“Kind words are like honey— sweet to the soul and healthy for the body.”
“Sorry, everyone. I’ve run out of papers. Looks like I didn’t copy enough. I just need to pop out and copy more. I’ll be right back.”
I turned to leave, paper in hand, when a clear voice piped up.
“You don’t need to apologize! That’s no big deal. You go copy that paper. We’ll be just fine.” The voice was accompanied by a hand flourish and an emphatic, seriously intense gaze.
Seriously. I can’t make this stuff up.
I held it together until I was in the hallway, then grinned and chuckled as I got down to business. What a sweetie.
It’s small kindnesses like these that makes me love my job, love my interactions with these littles of mine. Just like a mouthful of honey, that total acceptance and understanding and grace goes down sweet and smooth.
Imagine the opposite.
“You moron! Why can’t you count? You’d think you’d get this right by now!”
My inner dialog used to run along a similar harsh vein.

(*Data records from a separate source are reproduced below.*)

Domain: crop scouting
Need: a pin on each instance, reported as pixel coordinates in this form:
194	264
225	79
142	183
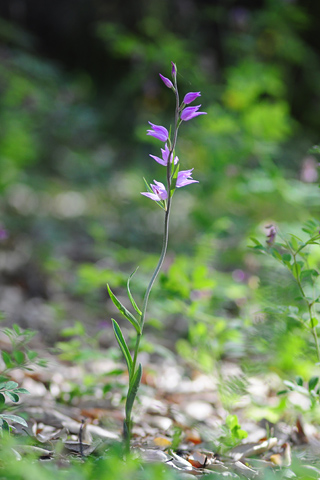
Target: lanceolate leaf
122	345
14	418
133	389
124	311
135	306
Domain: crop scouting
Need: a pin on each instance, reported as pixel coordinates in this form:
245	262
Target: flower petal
190	97
166	81
190	112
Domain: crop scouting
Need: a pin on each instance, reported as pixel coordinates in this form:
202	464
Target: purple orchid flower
165	155
174	70
166	81
159	192
190	97
159	132
185	178
3	233
190	112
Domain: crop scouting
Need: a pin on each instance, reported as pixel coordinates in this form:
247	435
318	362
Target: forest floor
184	419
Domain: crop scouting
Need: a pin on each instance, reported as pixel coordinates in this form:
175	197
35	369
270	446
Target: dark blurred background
78	84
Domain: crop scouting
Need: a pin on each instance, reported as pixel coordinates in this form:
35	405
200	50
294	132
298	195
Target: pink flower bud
190	97
166	81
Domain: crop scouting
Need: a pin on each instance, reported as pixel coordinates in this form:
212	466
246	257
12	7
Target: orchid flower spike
159	192
174	70
159	132
165	155
190	112
185	178
190	97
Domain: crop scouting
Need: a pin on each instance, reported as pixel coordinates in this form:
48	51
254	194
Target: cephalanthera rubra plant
162	195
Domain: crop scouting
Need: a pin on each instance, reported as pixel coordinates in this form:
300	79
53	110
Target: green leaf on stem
133	303
124	311
314	322
296	269
133	389
161	204
312	383
122	345
14	418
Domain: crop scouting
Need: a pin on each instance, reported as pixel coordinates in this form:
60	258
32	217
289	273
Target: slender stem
170	166
165	233
309	305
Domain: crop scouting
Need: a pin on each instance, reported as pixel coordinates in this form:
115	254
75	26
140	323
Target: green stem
309	305
127	423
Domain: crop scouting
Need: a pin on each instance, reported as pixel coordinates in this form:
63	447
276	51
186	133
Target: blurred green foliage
73	152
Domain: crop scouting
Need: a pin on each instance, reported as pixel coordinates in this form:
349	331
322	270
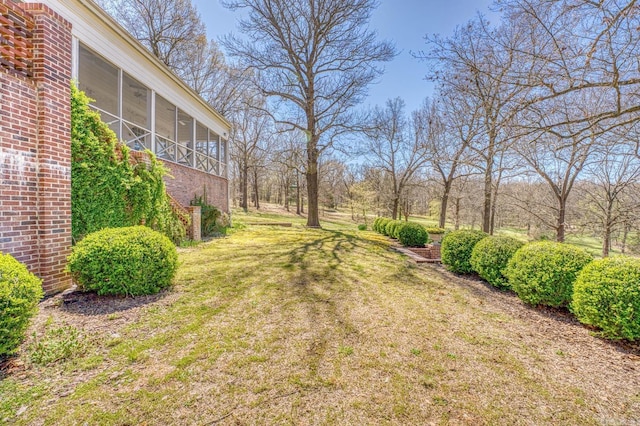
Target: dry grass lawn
276	325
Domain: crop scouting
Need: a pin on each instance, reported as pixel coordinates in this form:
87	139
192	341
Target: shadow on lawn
326	249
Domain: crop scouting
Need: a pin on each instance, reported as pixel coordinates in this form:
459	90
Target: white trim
101	33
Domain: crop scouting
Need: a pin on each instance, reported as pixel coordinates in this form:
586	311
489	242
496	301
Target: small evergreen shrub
412	235
606	295
110	189
127	261
434	230
382	225
490	256
209	215
20	292
392	228
456	249
543	273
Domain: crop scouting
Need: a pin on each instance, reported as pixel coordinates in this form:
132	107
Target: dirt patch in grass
297	326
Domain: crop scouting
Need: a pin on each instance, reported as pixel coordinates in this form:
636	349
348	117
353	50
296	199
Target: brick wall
35	145
187	182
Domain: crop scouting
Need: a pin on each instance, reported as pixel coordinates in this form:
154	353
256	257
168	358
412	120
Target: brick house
43	47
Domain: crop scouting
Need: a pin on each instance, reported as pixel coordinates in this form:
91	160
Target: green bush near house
20	292
543	273
412	235
208	213
606	295
108	189
382	225
127	261
490	256
456	249
392	228
435	230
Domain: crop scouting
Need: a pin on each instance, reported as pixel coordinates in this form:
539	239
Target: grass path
295	326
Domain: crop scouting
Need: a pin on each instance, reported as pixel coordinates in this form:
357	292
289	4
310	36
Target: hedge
128	261
490	256
606	295
456	249
543	273
412	235
20	292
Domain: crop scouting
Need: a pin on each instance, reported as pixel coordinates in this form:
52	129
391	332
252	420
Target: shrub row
410	234
129	261
603	293
20	292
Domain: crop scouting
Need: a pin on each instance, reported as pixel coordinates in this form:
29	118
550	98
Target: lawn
275	325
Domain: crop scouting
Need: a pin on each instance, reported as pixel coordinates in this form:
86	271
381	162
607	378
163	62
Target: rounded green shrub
376	224
490	256
391	228
434	230
606	295
128	261
456	249
412	235
543	273
20	292
382	225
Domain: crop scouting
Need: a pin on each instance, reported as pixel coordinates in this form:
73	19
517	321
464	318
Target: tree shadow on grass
325	249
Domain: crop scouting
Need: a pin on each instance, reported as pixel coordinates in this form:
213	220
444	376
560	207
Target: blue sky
405	22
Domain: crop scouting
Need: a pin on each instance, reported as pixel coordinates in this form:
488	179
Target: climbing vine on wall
108	188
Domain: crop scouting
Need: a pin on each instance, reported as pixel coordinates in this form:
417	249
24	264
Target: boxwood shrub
606	295
20	292
382	225
434	230
456	249
543	273
391	228
490	256
412	235
128	261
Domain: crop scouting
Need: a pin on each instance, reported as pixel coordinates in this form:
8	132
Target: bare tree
173	31
473	64
249	138
314	59
398	146
606	192
454	124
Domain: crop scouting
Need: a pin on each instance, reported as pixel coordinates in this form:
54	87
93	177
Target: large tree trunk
486	212
255	187
560	227
625	234
606	238
286	194
394	211
244	188
298	211
443	204
313	219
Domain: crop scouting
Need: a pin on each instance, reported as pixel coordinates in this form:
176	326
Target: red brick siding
187	182
35	156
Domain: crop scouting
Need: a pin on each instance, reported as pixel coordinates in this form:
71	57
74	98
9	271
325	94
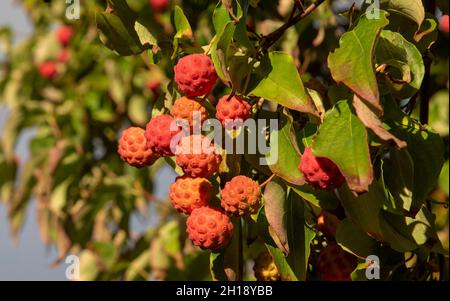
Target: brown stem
425	92
271	38
240	271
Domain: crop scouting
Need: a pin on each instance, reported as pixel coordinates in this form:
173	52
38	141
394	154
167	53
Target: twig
240	271
266	181
271	38
430	6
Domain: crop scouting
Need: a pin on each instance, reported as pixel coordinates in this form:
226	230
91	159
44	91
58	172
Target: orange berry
133	148
241	196
187	194
209	228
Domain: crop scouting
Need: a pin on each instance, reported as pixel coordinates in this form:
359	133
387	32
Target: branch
271	38
425	88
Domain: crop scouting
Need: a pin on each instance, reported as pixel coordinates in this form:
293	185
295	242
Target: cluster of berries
49	68
191	193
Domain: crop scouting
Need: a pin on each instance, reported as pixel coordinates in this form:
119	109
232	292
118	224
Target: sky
29	259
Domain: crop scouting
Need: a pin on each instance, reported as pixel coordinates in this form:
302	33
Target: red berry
241	196
265	268
209	228
153	85
159	135
186	193
230	111
184	108
64	35
443	24
335	264
159	5
320	172
195	75
197	156
63	56
48	70
327	223
133	148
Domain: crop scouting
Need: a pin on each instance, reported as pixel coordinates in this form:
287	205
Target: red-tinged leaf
371	121
352	63
342	138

I was so hard on myself. Forgetfulness or inconsequential mistakes were excuses to punish myself. This interior running commentary ran unchecked for years, building a seriously toxic pattern that ran a deep rut through my psyche.
I had to become aware of it to be able to change it.
I have a long way to go, but I sure have come a long way, too. And the complete enthusiastic authentic grace of the children in my care has been one of the instruments of healing God has used in my journey toward showing myself kindness.
I need to use kind words with those around me, for sure.
But I also need to extend that same kindness to myself. I need to value myself enough to treat my own heart with consideration and compassion. I have been so quick to jump all over the mistakes in my day – now I am learning to give consideration to the ways in which I served well, showed grace under pressure, or extended mercy to another.
Surely, it would be demonstrating deep respect and honour to treat myself to something sweet – from myself.
What is your inner dialog saying about how you view yourself? What does it say about your perceived value? Do you need some healing in this area, just as I do?
Isn’t it time you allowed yourself a mouthful of honey?
Father, thank You for honey. Thank You for the reminder that we can learn to treat ourselves with dignity and respect and kindness, while we learn to do the same for those around us. Bless us with a deep capacity to use our words to build others – and ourselves – up. Amen.